PLTR and SOXL Put Strategy: Sell High, Buy Low
One of my favorite options strategies is selling puts to collect premium and then buying them back lower for a quick profit. On Friday, I sold a PLTR put with a strike price of $85, collecting a premium of $4.17 per contract. Later, as the price of the put option declined, I bought it back lower, securing a profit of $100 per contract.

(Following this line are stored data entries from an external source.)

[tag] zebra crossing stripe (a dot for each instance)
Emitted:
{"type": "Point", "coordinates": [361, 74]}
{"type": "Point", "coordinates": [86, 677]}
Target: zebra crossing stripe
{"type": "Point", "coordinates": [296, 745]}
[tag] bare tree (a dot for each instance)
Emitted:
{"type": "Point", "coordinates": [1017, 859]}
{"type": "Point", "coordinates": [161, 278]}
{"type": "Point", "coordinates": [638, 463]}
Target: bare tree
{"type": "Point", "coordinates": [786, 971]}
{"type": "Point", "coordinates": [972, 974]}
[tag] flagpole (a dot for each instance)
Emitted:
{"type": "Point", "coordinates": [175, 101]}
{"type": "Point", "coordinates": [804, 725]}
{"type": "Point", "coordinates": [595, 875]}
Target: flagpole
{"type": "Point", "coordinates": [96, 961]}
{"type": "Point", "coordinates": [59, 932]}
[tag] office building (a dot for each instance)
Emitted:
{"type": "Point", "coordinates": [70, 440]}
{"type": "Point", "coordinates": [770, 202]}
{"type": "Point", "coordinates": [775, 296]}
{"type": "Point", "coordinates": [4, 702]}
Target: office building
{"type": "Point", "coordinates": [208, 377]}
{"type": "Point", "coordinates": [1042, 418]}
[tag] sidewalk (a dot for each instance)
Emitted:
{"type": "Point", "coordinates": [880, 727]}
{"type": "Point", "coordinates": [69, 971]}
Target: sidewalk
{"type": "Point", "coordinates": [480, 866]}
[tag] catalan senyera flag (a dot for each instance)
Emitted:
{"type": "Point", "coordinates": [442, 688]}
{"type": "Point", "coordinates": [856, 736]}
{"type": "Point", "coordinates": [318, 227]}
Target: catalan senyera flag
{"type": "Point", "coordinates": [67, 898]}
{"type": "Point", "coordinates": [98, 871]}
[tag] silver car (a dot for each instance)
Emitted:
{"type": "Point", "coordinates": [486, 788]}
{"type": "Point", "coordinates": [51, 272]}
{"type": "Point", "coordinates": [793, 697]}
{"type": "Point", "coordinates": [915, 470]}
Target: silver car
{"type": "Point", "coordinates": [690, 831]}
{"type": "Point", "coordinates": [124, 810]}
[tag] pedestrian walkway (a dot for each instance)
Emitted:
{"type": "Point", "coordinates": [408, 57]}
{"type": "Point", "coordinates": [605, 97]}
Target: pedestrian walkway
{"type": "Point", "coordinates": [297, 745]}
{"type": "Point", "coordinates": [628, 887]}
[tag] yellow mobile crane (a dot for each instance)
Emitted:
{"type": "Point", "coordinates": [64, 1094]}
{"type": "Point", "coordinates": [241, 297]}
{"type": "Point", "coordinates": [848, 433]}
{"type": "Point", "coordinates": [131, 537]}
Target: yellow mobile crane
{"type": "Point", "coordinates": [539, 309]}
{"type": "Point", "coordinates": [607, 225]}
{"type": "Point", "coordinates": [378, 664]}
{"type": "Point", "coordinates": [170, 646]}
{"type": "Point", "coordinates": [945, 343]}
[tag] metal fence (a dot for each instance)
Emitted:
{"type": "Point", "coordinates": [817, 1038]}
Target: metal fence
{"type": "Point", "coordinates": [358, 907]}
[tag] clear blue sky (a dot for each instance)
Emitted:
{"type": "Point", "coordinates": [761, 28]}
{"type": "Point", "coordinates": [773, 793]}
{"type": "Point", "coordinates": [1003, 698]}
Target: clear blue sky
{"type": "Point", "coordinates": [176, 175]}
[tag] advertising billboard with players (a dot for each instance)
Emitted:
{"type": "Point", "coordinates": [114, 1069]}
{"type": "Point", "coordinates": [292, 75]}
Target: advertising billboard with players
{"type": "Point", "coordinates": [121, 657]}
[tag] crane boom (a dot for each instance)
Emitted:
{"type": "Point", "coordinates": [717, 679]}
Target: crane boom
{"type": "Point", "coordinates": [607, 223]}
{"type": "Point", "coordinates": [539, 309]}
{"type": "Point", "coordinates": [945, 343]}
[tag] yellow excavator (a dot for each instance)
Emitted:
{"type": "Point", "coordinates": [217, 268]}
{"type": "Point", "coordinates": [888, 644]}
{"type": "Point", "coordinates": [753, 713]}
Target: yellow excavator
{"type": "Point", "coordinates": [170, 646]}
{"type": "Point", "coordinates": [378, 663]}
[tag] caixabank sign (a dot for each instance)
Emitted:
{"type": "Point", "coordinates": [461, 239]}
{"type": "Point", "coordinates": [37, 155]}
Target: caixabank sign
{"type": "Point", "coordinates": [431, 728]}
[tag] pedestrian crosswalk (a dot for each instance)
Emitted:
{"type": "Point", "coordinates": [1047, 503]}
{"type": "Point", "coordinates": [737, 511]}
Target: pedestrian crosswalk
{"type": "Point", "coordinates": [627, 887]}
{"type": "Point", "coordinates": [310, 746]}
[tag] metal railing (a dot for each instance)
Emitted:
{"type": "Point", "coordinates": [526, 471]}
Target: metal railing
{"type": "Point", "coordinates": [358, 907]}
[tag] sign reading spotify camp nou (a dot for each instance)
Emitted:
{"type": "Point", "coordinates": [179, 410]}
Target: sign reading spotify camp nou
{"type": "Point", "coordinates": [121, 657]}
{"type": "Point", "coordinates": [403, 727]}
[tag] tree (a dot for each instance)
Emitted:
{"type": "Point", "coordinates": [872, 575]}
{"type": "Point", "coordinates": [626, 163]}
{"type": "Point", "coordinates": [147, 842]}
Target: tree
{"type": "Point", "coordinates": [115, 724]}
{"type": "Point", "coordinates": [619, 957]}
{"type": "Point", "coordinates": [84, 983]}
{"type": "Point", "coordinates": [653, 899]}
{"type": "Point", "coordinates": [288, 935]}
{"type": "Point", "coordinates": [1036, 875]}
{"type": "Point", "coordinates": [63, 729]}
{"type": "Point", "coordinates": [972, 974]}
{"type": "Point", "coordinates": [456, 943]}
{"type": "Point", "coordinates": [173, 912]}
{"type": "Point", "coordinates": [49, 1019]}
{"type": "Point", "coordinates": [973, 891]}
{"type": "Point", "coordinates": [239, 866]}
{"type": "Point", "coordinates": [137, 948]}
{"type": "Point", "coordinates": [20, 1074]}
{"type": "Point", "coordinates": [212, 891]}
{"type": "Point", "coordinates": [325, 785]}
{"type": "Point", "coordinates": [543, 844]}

Similarly, I executed the same strategy on SOXL. I sold a SOXL put at a strike price of $19.5 for $1.08 and later bought it back at $1.01, pocketing a small but steady profit. While these amounts may seem small in isolation, executing these trades consistently adds up over time.$IWM 20250328 224.0 CALL$
Closing the IWM Call for a Quick Profit
I also had an open short call position on IWM with a strike price of $224. Since IWM showed signs of declining, I decided to buy back the call at a lower price, closing the position with a profit of $0.14 per contract. While this may seem like a minor win, in options trading, every bit of profit counts, and disciplined trade management is the key to long-term success.
Today’s Move: Securing a $100 Profit on PLTR
As of today, I’m eyeing another profitable exit on my PLTR put position. The premium for my sold put dropped from $4.17 to $3.17, meaning I can close it now and lock in a $100 profit per contract. This is a great example of how premium decay and price movement work in my favor when selling options.
Final Thoughts: Consistency is Key
Friday’s trades demonstrate the power of active options trading and short-term premium capture. Selling puts when the implied volatility is high and buying them back lower is an effective way to generate consistent cash flow while managing risk.
Here’s a quick recap of my trades:
✅ Sold PLTR and SOXL puts, bought them back lower for a profit
✅ Closed IWM call position with a $0.14 gain
✅ Today, closing PLTR put for a $100 profit
These numbers add up over time, and by maintaining a disciplined approach to risk management, I continue to grow my portfolio steadily.
As always, options trading is a game of patience, timing, and risk control. Looking ahead, I’ll keep an eye on market trends and wait for the next opportunity to sell high and buy low.